The FWC held that the employer had failed to comply with its consultation obligations under the Clerks Award because:

  • it did not give the employee notice in writing of the changes it would be introducing. On this point, the FWC commented:

    “The obvious purpose in providing such information, in writing, to employees is to give them an opportunity to understand the changes and to enable them to make sensible suggestions and ask relevant questions about the changes in the discussions with their employer.”

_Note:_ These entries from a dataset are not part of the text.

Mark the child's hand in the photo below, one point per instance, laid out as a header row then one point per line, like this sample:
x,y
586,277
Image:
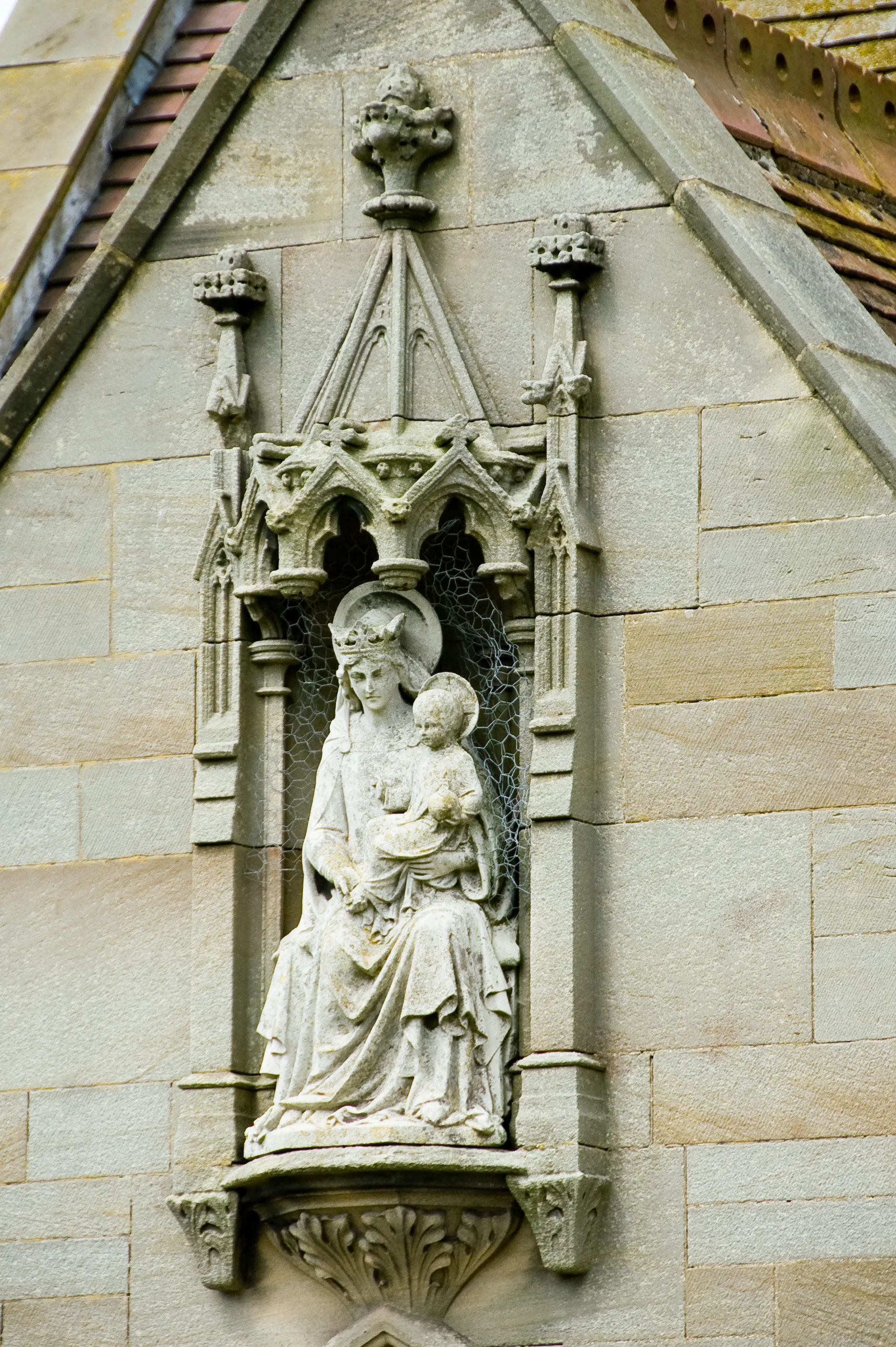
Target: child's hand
x,y
445,807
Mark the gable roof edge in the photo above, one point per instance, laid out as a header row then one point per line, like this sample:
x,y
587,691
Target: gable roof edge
x,y
45,359
724,197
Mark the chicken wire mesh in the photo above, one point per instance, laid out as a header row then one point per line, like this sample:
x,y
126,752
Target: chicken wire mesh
x,y
475,646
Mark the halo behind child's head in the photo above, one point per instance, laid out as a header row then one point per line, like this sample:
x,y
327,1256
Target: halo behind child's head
x,y
463,693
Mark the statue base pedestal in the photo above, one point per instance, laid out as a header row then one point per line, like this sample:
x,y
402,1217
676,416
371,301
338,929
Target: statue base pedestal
x,y
391,1132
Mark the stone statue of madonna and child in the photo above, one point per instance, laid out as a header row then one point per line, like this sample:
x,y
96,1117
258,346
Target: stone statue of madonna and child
x,y
388,1017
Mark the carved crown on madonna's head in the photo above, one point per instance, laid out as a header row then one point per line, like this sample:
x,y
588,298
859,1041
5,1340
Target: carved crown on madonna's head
x,y
368,639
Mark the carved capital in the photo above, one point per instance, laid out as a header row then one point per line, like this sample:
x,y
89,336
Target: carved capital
x,y
210,1225
398,134
411,1257
563,1211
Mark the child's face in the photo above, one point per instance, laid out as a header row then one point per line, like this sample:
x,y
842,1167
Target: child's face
x,y
436,719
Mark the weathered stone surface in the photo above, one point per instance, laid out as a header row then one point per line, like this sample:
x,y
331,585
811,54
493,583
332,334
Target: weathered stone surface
x,y
856,986
66,1322
40,1268
487,292
783,461
73,94
99,1130
159,522
355,37
169,1305
735,650
157,818
729,1302
854,871
116,1008
275,178
865,642
56,527
634,1291
645,501
787,1232
151,356
38,815
774,1093
798,561
54,621
705,932
14,1135
105,29
99,709
701,345
628,1099
554,146
801,751
848,1167
828,1305
74,1209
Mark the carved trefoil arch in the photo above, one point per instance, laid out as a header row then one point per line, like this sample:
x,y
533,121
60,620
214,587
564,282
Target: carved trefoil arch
x,y
399,422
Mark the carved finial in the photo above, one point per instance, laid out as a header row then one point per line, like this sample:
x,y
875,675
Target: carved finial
x,y
398,134
570,254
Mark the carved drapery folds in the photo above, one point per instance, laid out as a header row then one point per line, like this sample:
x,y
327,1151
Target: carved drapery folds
x,y
399,422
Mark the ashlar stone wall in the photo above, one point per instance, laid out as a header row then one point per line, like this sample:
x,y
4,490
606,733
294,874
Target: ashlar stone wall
x,y
746,683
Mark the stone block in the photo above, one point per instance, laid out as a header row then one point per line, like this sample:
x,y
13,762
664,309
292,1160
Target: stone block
x,y
781,272
798,561
735,650
865,642
99,1130
628,1099
153,356
56,527
66,1322
107,29
73,1209
161,513
774,1093
792,1171
26,194
541,142
116,1008
40,815
14,1135
46,110
655,107
729,1302
801,751
38,1268
705,932
701,346
854,871
856,986
275,178
491,295
96,709
157,818
170,1305
645,501
54,621
360,38
789,1232
775,462
634,1292
829,1305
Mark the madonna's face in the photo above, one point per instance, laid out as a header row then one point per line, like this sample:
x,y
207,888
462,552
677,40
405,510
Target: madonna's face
x,y
375,682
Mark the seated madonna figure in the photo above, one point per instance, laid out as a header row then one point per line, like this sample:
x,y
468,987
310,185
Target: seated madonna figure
x,y
388,1012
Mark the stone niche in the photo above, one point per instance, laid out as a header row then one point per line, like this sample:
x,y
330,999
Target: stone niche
x,y
388,1163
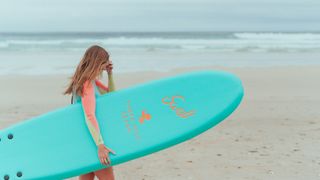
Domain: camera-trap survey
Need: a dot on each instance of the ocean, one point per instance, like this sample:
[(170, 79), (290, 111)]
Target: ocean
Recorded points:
[(56, 53)]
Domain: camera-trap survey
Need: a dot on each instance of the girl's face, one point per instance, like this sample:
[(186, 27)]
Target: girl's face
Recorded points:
[(105, 65)]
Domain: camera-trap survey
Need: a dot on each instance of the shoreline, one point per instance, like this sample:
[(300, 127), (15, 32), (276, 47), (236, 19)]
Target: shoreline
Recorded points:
[(272, 135)]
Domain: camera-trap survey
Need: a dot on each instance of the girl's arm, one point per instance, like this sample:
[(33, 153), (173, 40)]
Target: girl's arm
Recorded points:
[(104, 89), (89, 106)]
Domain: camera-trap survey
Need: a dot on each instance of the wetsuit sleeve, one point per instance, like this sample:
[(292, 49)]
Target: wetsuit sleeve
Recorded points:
[(89, 106), (111, 83)]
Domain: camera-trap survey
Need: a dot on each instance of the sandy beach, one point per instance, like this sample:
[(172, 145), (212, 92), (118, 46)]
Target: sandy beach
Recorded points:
[(274, 134)]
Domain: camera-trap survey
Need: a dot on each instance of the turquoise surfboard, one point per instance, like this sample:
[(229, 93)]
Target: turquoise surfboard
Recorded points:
[(134, 122)]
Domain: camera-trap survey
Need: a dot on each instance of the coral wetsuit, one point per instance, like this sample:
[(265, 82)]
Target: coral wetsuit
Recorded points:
[(91, 90)]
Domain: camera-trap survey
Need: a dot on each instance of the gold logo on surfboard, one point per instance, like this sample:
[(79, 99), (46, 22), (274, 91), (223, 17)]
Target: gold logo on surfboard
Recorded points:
[(131, 123), (173, 105)]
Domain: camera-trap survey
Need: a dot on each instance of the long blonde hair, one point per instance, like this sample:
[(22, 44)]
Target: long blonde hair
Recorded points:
[(89, 68)]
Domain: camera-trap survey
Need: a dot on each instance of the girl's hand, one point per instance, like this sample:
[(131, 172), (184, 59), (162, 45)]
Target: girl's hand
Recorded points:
[(103, 153), (109, 67)]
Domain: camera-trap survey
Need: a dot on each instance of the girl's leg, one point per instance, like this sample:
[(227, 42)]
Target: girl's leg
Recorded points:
[(105, 174), (89, 176)]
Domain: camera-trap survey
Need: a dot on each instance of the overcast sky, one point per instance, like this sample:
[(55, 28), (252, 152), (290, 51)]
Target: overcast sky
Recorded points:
[(159, 15)]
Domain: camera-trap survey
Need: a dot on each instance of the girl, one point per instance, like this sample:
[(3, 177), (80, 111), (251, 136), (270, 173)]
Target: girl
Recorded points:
[(85, 87)]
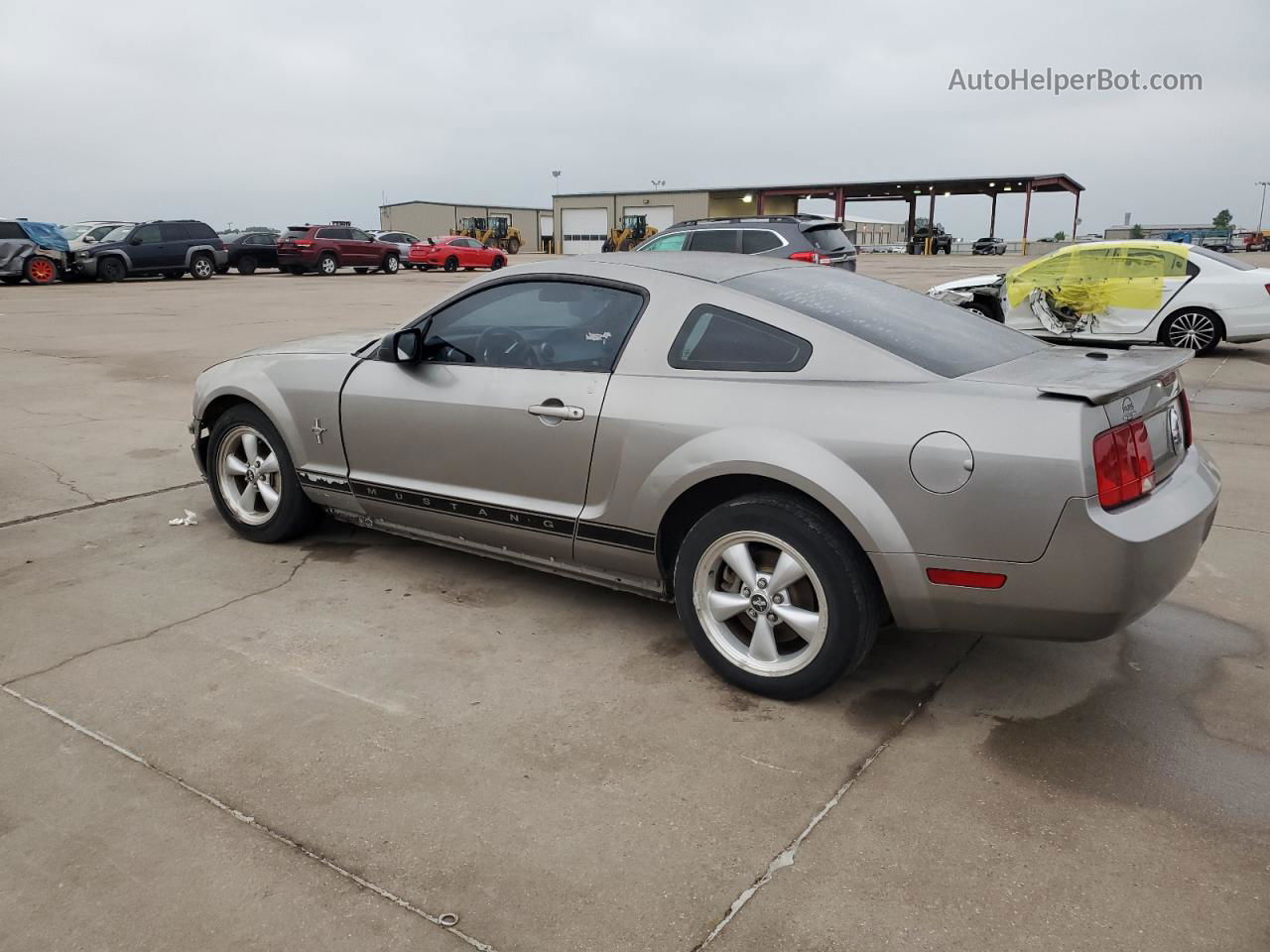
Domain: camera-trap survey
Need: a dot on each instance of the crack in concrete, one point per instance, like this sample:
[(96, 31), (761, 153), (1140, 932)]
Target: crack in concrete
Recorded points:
[(62, 480), (788, 856), (96, 503), (291, 842), (162, 629)]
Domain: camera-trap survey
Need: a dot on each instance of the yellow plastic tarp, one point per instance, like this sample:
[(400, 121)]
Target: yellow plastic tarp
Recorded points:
[(1089, 280)]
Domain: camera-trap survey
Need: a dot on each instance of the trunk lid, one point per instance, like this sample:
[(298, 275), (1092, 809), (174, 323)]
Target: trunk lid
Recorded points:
[(1129, 386)]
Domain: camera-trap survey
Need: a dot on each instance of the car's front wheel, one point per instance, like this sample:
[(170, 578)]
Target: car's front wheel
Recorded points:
[(202, 267), (1194, 329), (775, 597), (253, 479)]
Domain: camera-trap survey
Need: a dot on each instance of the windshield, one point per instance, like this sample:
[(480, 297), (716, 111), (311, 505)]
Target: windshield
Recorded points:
[(940, 338)]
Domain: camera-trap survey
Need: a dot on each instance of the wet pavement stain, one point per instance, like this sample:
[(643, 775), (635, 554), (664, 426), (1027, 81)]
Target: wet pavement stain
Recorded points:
[(1137, 740)]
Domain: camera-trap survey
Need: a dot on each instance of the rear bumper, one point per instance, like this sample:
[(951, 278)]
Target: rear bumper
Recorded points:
[(1098, 572)]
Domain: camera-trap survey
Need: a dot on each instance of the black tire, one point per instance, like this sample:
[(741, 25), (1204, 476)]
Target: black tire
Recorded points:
[(112, 270), (1170, 331), (295, 513), (40, 270), (202, 267), (852, 597)]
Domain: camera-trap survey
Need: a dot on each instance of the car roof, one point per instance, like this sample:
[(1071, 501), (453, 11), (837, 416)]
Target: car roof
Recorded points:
[(715, 267)]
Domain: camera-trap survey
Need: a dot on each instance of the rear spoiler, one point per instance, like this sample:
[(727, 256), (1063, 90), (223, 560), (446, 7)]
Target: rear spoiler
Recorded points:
[(1093, 375)]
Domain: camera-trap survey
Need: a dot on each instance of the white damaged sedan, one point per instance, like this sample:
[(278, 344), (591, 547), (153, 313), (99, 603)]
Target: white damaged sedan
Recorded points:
[(1142, 293)]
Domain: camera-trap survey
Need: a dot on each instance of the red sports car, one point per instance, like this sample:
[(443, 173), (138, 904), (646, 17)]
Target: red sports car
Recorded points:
[(452, 252)]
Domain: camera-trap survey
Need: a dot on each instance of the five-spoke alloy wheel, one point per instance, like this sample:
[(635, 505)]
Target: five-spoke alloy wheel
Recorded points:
[(253, 479), (776, 595)]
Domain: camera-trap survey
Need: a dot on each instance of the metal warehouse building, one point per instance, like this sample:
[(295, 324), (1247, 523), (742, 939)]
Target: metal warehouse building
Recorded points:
[(432, 218), (583, 221)]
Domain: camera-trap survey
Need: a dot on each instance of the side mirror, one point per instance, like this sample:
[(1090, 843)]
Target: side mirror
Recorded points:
[(404, 345)]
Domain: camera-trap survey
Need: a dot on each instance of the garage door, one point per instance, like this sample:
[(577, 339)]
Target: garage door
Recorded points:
[(584, 230), (659, 216)]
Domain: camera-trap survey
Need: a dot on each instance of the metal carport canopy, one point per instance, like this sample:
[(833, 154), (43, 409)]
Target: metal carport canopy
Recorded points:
[(911, 189)]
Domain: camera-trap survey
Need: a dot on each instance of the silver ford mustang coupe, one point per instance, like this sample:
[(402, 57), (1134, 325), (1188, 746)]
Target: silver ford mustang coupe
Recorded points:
[(794, 454)]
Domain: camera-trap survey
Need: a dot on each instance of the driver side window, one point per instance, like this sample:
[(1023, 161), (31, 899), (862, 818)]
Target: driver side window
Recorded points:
[(553, 325)]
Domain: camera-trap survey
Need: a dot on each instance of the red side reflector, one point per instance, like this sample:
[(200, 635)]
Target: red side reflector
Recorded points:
[(1185, 405), (966, 580)]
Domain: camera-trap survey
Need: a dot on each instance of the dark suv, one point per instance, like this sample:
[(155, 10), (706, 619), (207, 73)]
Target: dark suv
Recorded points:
[(327, 248), (167, 248), (801, 238)]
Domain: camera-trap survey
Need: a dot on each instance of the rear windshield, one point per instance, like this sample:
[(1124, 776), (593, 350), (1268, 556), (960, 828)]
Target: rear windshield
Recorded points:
[(944, 339), (828, 238), (1223, 258)]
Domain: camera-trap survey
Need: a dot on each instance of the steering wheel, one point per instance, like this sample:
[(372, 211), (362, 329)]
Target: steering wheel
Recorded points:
[(503, 347)]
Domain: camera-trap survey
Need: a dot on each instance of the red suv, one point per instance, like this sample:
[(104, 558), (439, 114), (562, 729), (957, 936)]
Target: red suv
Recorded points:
[(327, 248)]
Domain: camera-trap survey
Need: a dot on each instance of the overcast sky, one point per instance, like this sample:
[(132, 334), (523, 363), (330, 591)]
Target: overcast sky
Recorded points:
[(275, 113)]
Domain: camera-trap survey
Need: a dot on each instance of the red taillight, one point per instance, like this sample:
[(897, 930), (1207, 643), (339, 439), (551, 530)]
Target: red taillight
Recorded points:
[(964, 579), (1124, 463)]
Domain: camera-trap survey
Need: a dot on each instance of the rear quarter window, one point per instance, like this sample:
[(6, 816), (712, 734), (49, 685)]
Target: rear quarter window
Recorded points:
[(717, 339), (940, 338)]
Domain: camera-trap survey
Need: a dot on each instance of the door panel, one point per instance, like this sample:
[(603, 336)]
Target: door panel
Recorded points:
[(453, 449)]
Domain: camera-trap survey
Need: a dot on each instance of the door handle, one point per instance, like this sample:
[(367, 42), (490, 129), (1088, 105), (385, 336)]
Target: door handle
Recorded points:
[(556, 411)]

  • it did not discuss any measures to avoid or reduce the effects of the changes on the employee. On this finding, the FWC said:

    “This obligation is not met by merely asking employees whether they have any questions, comments or suggestions. Nor is it met by informing an employee, as happened in this case, that the employee will be marginally better off financially by being dismissed and in receipt of JobSeeker payments than by remaining in employment on reduced hours.” 

Having failed in its consultation obligations, the employer failed to secure the genuine redundancy exemption. Accordingly, the FWC dismissed the employer’s jurisdictional objection and moved to consider whether the dismissal was unfair.

The FWC held that there were sound, defensible and well-founded reasons for the employee’s dismissal, namely that the employer no longer required her role to be performed by anyone.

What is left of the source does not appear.